Abstract
We propose a multiple imputation method for estimating the incidence rate with interval censored data and time-dependent (and/or time-independent) covariates. The method has two stages. First, we use a semi-parametric G-transformation model to estimate the cumulative baseline hazard function and the effects of the time-dependent (and/or time-independent covariates) on the interval censored infection times. Second, we derive the participant's unique cumulative distribution function and impute infection times conditional on the covariate values. To assess performance, we simulated infection times from a Cox proportional hazards model and induced interval censoring by varying the testing rate, e.g., participants test 100%, 75%, 50% of the time, etc. We then compared the incidence rate estimates from our G-imputation approach with single random-point and mid-point imputation. By comparison, our G-imputation approach gave more accurate incidence rate estimates and appropriate standard errors for models with time-independent covariates only, time-dependent covariates only, and a mixture of time-dependent and time-independent covariates across various testing rates. We demonstrate, for the first time, a multiple imputation approach for incidence rate estimation with interval censored data and time-dependent (and/or time-independent) covariates.
Keywords
1 Introduction
The gold-standard for estimating the incidence rate is to periodically test a cohort of uninfected participants for new infection events. 1 One limitation of this approach, however, is that we rarely (if ever) observe the exact time of infection. Instead, we know only that the infection event occurs within an interval censored by the latest-negative and earliest-positive test times. Our uncertainty about the timing of the infection event will be proportional to the length of the censoring interval, which will increase if tests are missed or scheduled at lengthy time intervals (i.e., every 12 or 24 months), as is often the case in large, population-based HIV incidence cohorts.2,3 For example, in what year does the seroconversion event occur if a participant tests HIV-negative in June 2016, misses the scheduled test in July 2017, and tests HIV-positive in June 2018? Because the censoring interval extends across one or more years, we cannot identify the aggregating interval (i.e., the year) in which the infection event truly occurs. Extended interval censoring poses methodological challenges for accurately estimating the rate of new infections over time. 4
A common solution to the interval censoring problem is to impute an infection time. After right-censoring the data, the incidence rate can then be estimated using standard statistical methods.5–9 However, popular deterministic approaches, which impute an infection time at the mid-point or end-point of the censoring interval, can lead to artefactual trends in the incidence rates. 4 A better approach is to multiply impute a single infection time from a uniform distribution, which gives estimates close enough to the true incidence rate and accounts for variation across the imputed values. 4 Nevertheless, the single random-point method assumes that the hazard of infection is constant across the censored interval, thus discarding potentially useful information about the timing of the infection event. For example, in sub-Saharan Africa, we know that the time to HIV acquisition is shorter for younger women (aged 19–25 years) when compared with their demographic counterparts.10–13 Use of covariate data could reduce uncertainty about the infection time and improve the accuracy of our incidence rate estimates.

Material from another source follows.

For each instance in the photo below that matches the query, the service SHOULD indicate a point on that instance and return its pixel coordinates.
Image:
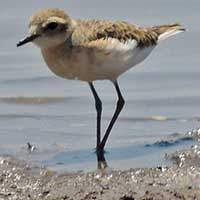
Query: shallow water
(58, 116)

In recent years, several methods have been developed to infer the effects of covariates on interval censored infection times.9,14 Hsu et al. 15 proposed a Cox proportional hazards model with time-independent covariates to identify the nearest neighbors of infection. They then derived a non-parametric distribution (analogous to a Kaplan-Meier estimator) from this neighborhood and imputed the infection times. Pan 16 also developed a multiple imputation approach for failure times using a Cox proportional hazards model with time-independent covariates, similar to Chen and Sun. 17 In these model-based approaches, the aim was to estimate the regression parameters for interval censored data, with empirical demonstrations limited to the case of one or more time-independent covariates. To date, these models have not been extended to estimate the incidence rate with interval censored data and time-dependent covariates.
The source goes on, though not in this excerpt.